Words by Andrew Parks
“It looks like the West Memphis Three is trying to start a mosh pit down there.”
Welcome to the truly groundbreaking world that is Amon Tobin‘s ISAM tour; a sensory overload experience on par with the million dollar pyramid set Daft Punk brought to Brooklyn in 2007. Which is quite an achievement when you consider how crowd-pleasing Daft Punk’s music is–bright, bold swatches of filtered house, floor-filling electro and cracked disco– and how challenging it is to consume Tobin’s cold, harsh and undoubtedly heavy approach to interstellar hip-hop and piston-powered electronic music. On record, the Brazilian producer can sound like a pilot who’s knowingly plunged us into a black hole so horrifying we can’t look away as the ship begins to erode in a sea of splintered samples and battering ram beats. In other words, it’s music that’s tailor made for sci-fi movies, or at the very least, video games that feature lots of steely exteriors and explosions. (Sure enough, Tobin scored the game Chaos Theory: Splinter Cell 3.)

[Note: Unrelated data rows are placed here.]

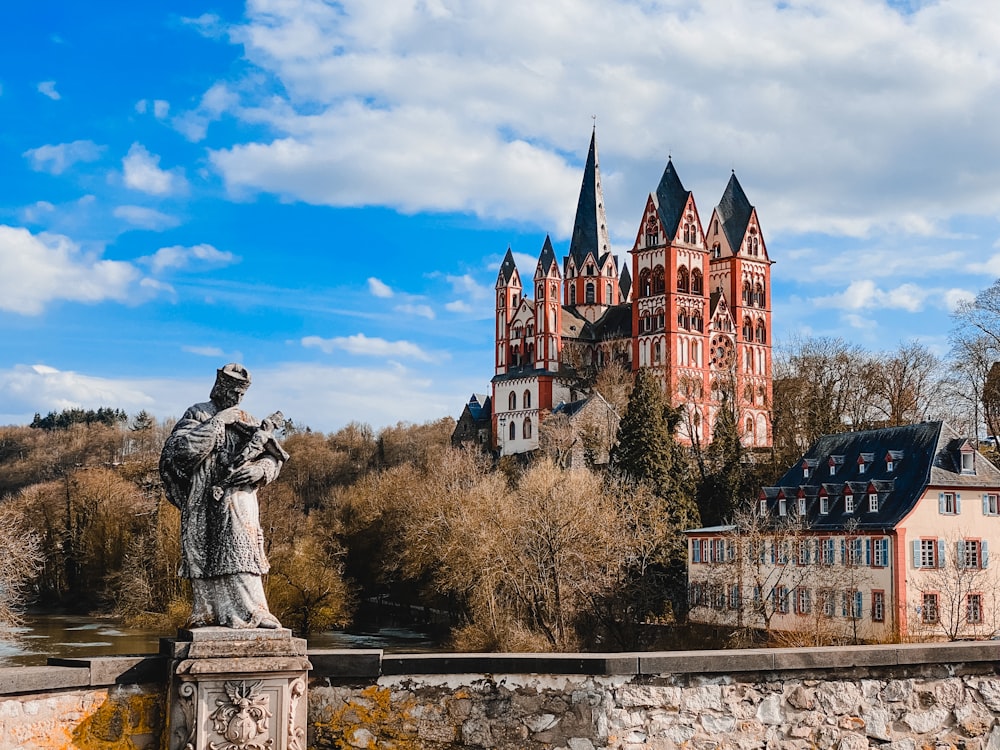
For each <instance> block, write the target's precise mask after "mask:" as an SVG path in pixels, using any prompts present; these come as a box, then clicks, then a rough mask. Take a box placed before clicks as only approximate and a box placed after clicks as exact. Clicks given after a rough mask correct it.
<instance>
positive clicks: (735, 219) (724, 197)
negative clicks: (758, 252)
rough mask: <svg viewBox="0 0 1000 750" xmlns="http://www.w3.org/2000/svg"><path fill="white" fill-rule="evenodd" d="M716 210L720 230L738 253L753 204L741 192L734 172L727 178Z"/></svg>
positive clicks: (745, 231)
mask: <svg viewBox="0 0 1000 750" xmlns="http://www.w3.org/2000/svg"><path fill="white" fill-rule="evenodd" d="M716 210H717V211H718V212H719V218H721V219H722V230H723V231H724V232H725V233H726V239H727V240H729V247H730V248H732V251H733V252H734V253H738V252H739V250H740V244H741V243H742V242H743V236H744V235H745V234H746V233H747V224H749V223H750V214H751V213H752V212H753V206H751V205H750V201H749V200H748V199H747V194H746V193H744V192H743V187H742V186H741V185H740V181H739V180H737V179H736V172H733V175H732V177H730V178H729V184H728V185H726V190H725V192H723V194H722V200H720V201H719V206H718V208H717V209H716Z"/></svg>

In a live setting, we’re all going down together in the most enjoyable manner possible, as restless visuals are projected on a blank, towering sculpture in a way that transcends the very idea of an “intense” live show. As we found out at Brooklyn’s Masonic Temple last night, Tobin is determined to obliterate the notion that most electronic musicians are laptop-tethered technicians who don’t know how to answer a crowd’s collective need to be entertained.
Or as he explained in an eMusic interview earlier this year, “If you’re in a studio making an album you can easily say, ‘Fuck everyone, I’m making this music for me,’ and experiment or indulge all you like. Vut if you are going to start standing up and inviting people to come and see you, you kind of owe it to them to have an element of entertainment in some way. You can’t be that selfish in that situation. You have to at least something that’s worth being there for, and that’s where the challenge lies–to transform something very private into something very public. It’s no small thing!”